Thursday’s base rate hike from 3% to 3.5% will add around £49 per month to the average tracker mortgage, according to calculations from trade association UK Finance.
Since December last year, the average tracker mortgage cost has increased by around £333 per month.
Around four-fifths of mortgages are fixed rates, but borrowers on these deals may well get a bill shock when their fixed-rate deal comes to an end.
Paul Broadhead, head of mortgage and housing policy at the Building Societies Association (BSA) said: “For first-time homebuyers, the rate rises are having an immediate impact as the higher cost of a mortgage, alongside the rising cost of living, will affect their overall affordability.
“Those taking their first step onto the housing ladder should therefore seek advice from a lender or mortgage broker, as they may need to lower their ambitions as they’re unlikely to be able to borrow at the level they might have achieved 12 months ago.”
He added: “Whilst we have not yet seen an increase in borrowers with mortgage arrears, we remain alert to the economic conditions, which are rapidly changing.
“It’s worth noting that lenders are sensitive to the rising number of people facing a squeezed household budget and have teams who are well trained and experienced in providing tailored support to those who are struggling.
“Anyone who is worried about their finances and ability to pay their mortgage should therefore get in touch with their lender or a debt adviser as soon as possible.”
Rachel Springall, a finance expert at Moneyfacts.co.uk said: “Moving into 2023, it will be interesting to see how demand for mortgages will be impacted as further base rate rises are expected and house prices are predicted to fall.
“If borrowers are looking to refinance next year, they may want to start building a savings pot to pay for any associated costs and be conscious that mortgage rates are much higher than they might expect.
“First-time buyers may feel disheartened about their chances of finding an affordable property considering the cost-of-living crisis, but when it comes down to applying for a mortgage, it’s always worth seeking advice to go through the options first, particularly if borrowers have a limited 5% deposit.”
Lawrence Bowles, director of research at Savills, said: “We’re likely to see a slowdown in transaction activity from mortgaged buyers over the next few months, with cash buyers gaining a relative advantage.

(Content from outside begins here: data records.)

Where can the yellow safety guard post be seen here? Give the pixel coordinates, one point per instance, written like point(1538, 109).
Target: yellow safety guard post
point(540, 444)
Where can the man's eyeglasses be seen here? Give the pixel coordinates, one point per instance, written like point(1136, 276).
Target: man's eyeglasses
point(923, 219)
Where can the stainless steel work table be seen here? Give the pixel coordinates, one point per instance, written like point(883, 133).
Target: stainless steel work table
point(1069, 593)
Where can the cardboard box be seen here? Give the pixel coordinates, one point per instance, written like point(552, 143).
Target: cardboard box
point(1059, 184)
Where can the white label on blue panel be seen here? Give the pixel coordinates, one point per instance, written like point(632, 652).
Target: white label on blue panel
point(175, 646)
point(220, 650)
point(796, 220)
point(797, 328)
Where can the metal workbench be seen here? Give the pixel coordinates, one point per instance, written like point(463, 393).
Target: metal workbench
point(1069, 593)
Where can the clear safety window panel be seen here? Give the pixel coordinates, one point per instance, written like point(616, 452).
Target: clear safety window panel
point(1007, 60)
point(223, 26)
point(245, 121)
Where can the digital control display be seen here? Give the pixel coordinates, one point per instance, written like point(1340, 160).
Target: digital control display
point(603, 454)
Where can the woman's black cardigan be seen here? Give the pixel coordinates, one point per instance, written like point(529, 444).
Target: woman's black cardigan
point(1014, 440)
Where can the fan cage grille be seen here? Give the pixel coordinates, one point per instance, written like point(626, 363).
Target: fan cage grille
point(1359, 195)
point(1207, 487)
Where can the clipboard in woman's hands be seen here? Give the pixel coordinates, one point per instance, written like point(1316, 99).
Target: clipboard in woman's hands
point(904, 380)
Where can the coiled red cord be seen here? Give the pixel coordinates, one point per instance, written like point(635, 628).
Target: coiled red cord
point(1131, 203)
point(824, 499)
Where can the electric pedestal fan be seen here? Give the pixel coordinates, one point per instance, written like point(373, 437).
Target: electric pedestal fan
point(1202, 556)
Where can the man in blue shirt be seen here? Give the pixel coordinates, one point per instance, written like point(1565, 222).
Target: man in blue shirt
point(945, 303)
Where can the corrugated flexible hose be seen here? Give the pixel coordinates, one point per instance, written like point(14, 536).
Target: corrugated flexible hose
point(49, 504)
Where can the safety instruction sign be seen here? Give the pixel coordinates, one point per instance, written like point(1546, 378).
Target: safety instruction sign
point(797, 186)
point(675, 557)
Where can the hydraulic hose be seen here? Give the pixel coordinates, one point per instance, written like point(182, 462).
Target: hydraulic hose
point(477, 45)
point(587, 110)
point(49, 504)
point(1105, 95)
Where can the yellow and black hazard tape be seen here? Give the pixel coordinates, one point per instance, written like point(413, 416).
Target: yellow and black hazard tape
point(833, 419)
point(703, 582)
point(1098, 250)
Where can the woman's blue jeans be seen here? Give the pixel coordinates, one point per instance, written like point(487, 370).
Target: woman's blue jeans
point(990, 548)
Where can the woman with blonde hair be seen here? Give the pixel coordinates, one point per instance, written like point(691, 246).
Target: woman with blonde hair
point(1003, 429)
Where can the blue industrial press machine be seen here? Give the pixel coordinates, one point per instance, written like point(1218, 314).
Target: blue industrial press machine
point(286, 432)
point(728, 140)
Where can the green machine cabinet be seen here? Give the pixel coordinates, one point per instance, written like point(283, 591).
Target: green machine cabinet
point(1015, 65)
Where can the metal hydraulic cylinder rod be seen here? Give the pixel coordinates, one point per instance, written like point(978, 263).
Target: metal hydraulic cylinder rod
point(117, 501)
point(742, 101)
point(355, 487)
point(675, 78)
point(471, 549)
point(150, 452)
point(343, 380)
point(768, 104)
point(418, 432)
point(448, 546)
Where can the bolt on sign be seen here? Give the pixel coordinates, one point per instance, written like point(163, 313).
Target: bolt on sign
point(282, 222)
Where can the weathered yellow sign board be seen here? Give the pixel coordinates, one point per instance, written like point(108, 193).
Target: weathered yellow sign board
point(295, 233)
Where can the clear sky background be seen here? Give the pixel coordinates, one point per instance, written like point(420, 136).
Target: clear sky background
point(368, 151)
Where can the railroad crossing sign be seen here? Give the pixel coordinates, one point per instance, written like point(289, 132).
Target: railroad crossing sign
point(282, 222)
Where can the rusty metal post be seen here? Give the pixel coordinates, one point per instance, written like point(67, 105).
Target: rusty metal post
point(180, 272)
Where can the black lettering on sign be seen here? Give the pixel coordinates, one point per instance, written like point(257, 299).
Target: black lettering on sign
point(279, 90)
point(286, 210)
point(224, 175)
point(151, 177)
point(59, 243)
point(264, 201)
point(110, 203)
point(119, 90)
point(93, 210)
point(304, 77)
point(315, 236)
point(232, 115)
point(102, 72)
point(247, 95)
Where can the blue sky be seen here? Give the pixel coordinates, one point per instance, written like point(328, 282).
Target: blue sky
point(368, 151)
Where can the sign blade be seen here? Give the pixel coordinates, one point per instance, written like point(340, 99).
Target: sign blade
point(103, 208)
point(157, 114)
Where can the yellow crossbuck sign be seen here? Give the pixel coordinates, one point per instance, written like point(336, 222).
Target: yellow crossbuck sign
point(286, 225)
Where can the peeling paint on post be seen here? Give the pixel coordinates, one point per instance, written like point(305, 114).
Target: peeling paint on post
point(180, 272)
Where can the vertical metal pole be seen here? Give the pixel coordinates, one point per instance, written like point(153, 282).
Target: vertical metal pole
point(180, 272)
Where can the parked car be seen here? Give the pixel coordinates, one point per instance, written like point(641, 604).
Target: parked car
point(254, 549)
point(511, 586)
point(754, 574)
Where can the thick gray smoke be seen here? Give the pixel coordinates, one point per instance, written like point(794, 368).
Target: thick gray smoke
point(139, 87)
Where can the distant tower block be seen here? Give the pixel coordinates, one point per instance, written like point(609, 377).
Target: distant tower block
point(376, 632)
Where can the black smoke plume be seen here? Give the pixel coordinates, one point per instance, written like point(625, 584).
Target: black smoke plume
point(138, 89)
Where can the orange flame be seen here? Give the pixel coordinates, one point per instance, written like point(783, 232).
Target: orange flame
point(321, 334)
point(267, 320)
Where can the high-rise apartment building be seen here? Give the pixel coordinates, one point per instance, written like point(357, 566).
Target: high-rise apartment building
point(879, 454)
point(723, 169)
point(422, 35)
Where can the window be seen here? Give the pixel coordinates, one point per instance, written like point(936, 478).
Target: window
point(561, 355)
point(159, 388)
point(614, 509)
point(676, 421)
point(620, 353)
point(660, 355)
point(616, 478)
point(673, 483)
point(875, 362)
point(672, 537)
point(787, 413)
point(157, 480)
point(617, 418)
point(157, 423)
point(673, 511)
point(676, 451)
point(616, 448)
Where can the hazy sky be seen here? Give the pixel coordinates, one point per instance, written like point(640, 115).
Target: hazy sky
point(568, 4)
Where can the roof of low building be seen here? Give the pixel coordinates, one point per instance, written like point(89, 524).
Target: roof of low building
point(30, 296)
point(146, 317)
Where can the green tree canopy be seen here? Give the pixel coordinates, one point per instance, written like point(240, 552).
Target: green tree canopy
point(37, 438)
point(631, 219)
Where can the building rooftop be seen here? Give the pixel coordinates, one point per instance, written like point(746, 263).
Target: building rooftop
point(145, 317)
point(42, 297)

“However, with the pace of interest rate hikes slowing and the possibility of rate cuts on the horizon, the picture looks like it will improve for mortgaged buyers in 2024 and beyond.”

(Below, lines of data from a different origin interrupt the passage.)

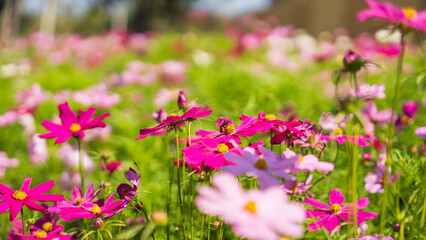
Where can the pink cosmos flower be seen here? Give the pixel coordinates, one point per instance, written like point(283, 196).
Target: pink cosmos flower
point(265, 166)
point(174, 120)
point(72, 125)
point(374, 181)
point(387, 11)
point(14, 200)
point(331, 215)
point(421, 132)
point(6, 162)
point(361, 140)
point(90, 210)
point(367, 92)
point(254, 214)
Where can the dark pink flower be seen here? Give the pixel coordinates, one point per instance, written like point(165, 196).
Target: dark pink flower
point(72, 125)
point(387, 11)
point(331, 215)
point(14, 200)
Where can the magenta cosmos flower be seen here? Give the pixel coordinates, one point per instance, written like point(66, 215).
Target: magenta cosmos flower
point(72, 125)
point(254, 214)
point(174, 120)
point(14, 200)
point(331, 215)
point(387, 11)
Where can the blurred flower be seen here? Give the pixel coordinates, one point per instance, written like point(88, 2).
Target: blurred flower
point(254, 214)
point(72, 125)
point(387, 11)
point(37, 150)
point(14, 200)
point(331, 215)
point(6, 162)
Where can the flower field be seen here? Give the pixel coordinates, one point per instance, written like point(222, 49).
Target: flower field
point(250, 131)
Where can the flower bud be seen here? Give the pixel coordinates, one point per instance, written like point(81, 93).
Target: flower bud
point(159, 217)
point(182, 101)
point(410, 108)
point(98, 223)
point(352, 62)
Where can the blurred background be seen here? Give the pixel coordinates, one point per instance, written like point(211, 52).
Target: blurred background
point(87, 17)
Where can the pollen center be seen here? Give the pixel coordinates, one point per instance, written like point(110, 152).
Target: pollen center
point(336, 208)
point(40, 234)
point(75, 127)
point(47, 226)
point(338, 132)
point(19, 195)
point(229, 129)
point(261, 164)
point(409, 12)
point(95, 209)
point(251, 207)
point(270, 117)
point(222, 148)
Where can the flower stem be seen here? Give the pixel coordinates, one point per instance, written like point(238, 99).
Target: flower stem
point(179, 190)
point(391, 131)
point(81, 164)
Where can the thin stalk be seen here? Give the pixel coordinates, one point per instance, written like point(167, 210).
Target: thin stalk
point(391, 131)
point(81, 163)
point(179, 190)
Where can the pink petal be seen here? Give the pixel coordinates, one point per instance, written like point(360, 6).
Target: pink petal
point(15, 208)
point(336, 197)
point(42, 188)
point(318, 223)
point(315, 203)
point(332, 223)
point(26, 185)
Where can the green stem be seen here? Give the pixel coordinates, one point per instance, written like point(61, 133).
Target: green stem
point(391, 131)
point(178, 178)
point(81, 163)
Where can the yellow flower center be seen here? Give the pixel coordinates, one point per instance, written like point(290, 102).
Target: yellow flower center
point(222, 148)
point(270, 117)
point(19, 195)
point(409, 12)
point(338, 132)
point(95, 209)
point(261, 164)
point(251, 207)
point(336, 208)
point(47, 226)
point(40, 234)
point(229, 129)
point(75, 127)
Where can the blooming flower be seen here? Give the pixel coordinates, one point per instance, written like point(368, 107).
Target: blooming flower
point(14, 200)
point(387, 11)
point(72, 125)
point(331, 215)
point(265, 166)
point(254, 214)
point(90, 210)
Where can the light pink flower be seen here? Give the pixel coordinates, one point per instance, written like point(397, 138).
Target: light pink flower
point(253, 214)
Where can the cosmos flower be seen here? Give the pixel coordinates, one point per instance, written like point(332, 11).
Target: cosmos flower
point(72, 125)
point(331, 215)
point(14, 200)
point(387, 11)
point(254, 214)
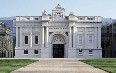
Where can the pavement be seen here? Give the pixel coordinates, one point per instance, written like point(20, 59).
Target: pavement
point(58, 66)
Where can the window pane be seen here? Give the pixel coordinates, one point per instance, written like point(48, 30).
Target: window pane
point(80, 39)
point(25, 51)
point(36, 39)
point(90, 39)
point(35, 51)
point(26, 39)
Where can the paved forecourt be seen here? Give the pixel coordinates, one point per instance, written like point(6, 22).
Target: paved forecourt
point(58, 66)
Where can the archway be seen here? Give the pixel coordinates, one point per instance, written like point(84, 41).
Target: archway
point(58, 44)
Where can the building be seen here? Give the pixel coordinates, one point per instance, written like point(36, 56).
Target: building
point(6, 41)
point(58, 36)
point(10, 25)
point(109, 38)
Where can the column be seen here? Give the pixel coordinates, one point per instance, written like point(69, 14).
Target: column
point(16, 36)
point(31, 38)
point(95, 36)
point(43, 37)
point(85, 38)
point(46, 36)
point(21, 36)
point(70, 37)
point(99, 37)
point(74, 35)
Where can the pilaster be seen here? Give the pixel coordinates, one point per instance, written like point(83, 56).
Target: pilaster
point(20, 36)
point(17, 37)
point(70, 37)
point(47, 36)
point(31, 38)
point(85, 39)
point(43, 37)
point(99, 37)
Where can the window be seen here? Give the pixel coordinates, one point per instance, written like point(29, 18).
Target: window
point(26, 39)
point(80, 39)
point(90, 52)
point(35, 51)
point(25, 51)
point(90, 40)
point(36, 19)
point(80, 51)
point(36, 39)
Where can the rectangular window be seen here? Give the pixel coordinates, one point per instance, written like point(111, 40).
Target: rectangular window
point(36, 39)
point(36, 19)
point(35, 51)
point(90, 52)
point(26, 39)
point(80, 51)
point(90, 40)
point(25, 51)
point(80, 39)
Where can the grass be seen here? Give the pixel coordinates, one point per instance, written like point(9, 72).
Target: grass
point(108, 65)
point(8, 65)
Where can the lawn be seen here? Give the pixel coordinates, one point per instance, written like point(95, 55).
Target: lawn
point(108, 65)
point(8, 65)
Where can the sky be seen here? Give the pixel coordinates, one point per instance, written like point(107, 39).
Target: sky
point(104, 8)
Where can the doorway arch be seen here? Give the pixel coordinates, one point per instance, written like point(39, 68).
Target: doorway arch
point(58, 46)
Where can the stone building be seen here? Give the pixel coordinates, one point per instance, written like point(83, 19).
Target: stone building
point(58, 36)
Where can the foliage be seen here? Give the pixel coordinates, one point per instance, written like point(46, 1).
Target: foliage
point(8, 65)
point(108, 65)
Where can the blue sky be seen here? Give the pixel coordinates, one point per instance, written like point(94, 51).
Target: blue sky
point(104, 8)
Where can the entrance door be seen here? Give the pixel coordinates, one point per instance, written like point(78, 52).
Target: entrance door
point(58, 50)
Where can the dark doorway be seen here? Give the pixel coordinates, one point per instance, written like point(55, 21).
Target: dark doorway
point(58, 50)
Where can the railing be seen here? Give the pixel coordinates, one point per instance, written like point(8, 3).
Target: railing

Simon Gammon, managing partner at Knight Frank Finance, said: “The cost of tracker products will continue to rise and (is) rapidly approaching parity with fixed-rate products.

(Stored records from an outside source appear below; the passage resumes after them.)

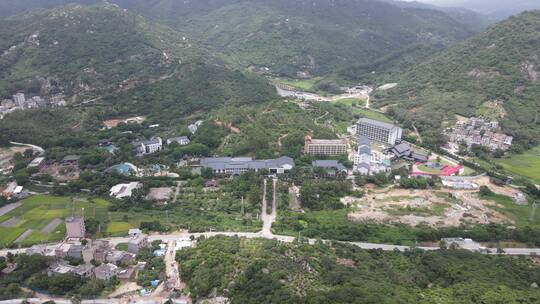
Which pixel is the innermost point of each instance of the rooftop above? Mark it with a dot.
(328, 164)
(222, 163)
(328, 141)
(377, 123)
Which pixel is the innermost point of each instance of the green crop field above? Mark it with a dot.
(118, 228)
(357, 107)
(526, 164)
(521, 215)
(37, 212)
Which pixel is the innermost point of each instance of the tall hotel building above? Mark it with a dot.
(378, 131)
(327, 147)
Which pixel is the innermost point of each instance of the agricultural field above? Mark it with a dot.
(197, 209)
(307, 85)
(526, 164)
(357, 107)
(40, 219)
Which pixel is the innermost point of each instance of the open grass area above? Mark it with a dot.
(522, 215)
(425, 168)
(526, 164)
(433, 210)
(357, 107)
(300, 84)
(38, 211)
(118, 228)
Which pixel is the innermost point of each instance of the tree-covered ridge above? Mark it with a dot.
(85, 48)
(498, 65)
(266, 271)
(303, 36)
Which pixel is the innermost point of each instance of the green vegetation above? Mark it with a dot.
(526, 164)
(197, 209)
(434, 210)
(118, 228)
(520, 214)
(30, 274)
(277, 128)
(314, 38)
(267, 271)
(38, 211)
(496, 65)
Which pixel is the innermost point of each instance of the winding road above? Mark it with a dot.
(266, 233)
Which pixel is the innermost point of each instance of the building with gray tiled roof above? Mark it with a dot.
(238, 165)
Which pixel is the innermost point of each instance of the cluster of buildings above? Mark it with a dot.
(325, 147)
(144, 147)
(122, 191)
(155, 144)
(369, 133)
(477, 131)
(20, 102)
(13, 190)
(110, 262)
(239, 165)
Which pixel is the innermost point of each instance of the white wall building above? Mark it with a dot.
(378, 131)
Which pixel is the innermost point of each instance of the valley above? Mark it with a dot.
(267, 151)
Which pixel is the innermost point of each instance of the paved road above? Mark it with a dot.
(266, 233)
(40, 150)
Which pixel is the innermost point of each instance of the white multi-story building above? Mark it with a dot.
(378, 131)
(19, 99)
(153, 145)
(330, 147)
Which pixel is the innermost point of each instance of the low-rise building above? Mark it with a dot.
(459, 183)
(403, 150)
(71, 160)
(239, 165)
(75, 228)
(195, 126)
(120, 257)
(37, 163)
(137, 243)
(106, 271)
(325, 147)
(134, 232)
(332, 167)
(121, 191)
(10, 190)
(182, 140)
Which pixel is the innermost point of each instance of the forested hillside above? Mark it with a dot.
(303, 37)
(265, 271)
(110, 63)
(495, 73)
(85, 48)
(300, 38)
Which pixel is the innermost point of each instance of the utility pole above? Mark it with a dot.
(533, 212)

“Following today’s decision, the best trackers will be in the region of 4%, while the best five-year fixed products are around 4.6%.”
He continued: “Many borrowers will continue to wait on trackers, betting that fixed-rates will fall further, while others will opt to lock in a fixed-rate product to get better visibility on their outgoings during what will be a difficult period from an economic perspective.
“November and December have been particularly quiet in the property market and it’s clear that many borrowers opted to postpone plans in the wake of the mini-budget while conditions settled.
“The likely arrival of five-year fixed-rate products below 4.5% will represent the new normal in the mortgage market and we’d expect more benign conditions to lift activity to some degree.”
Jeremy Leaf, a north London estate agent, said: “Existing sales are proceeding, while new buyers are thin on the ground and deciding on next steps over the holiday period. We expect them to slowly return but negotiate hard, aware that the balance has shifted very quickly their way and they will do their best to take advantage.”
“Millions of working adults have never experienced rates higher than 1% and getting to grips with the impact this has on their borrowing costs will be tough.”
Phil Andrew, chief executive of charity StepChange, said: “We know from our clients’ experience that it’s human nature to try to cope with financial difficulty until debt problems come to a head, but we very much urge anyone experiencing the beginning of any financial pressure as a result of rising interest rates to get help as early as possible, before problem debt becomes entrenched, and when there are more options available to help you.”
Rising interest rates have been feeding through into the savings market in recent months.
Sarah Pennells, consumer finance specialist at Royal London, said: “Interest rates on savings accounts have been rising over the last year.
“The ‘best buy’ easy access accounts now pay as much as 2.9% and NS&I will be increasing its prize fund rate on Premium Bonds in January.
“However, with inflation currently three times this level, people who keep their money in cash – especially over the long-term – will find it loses value.”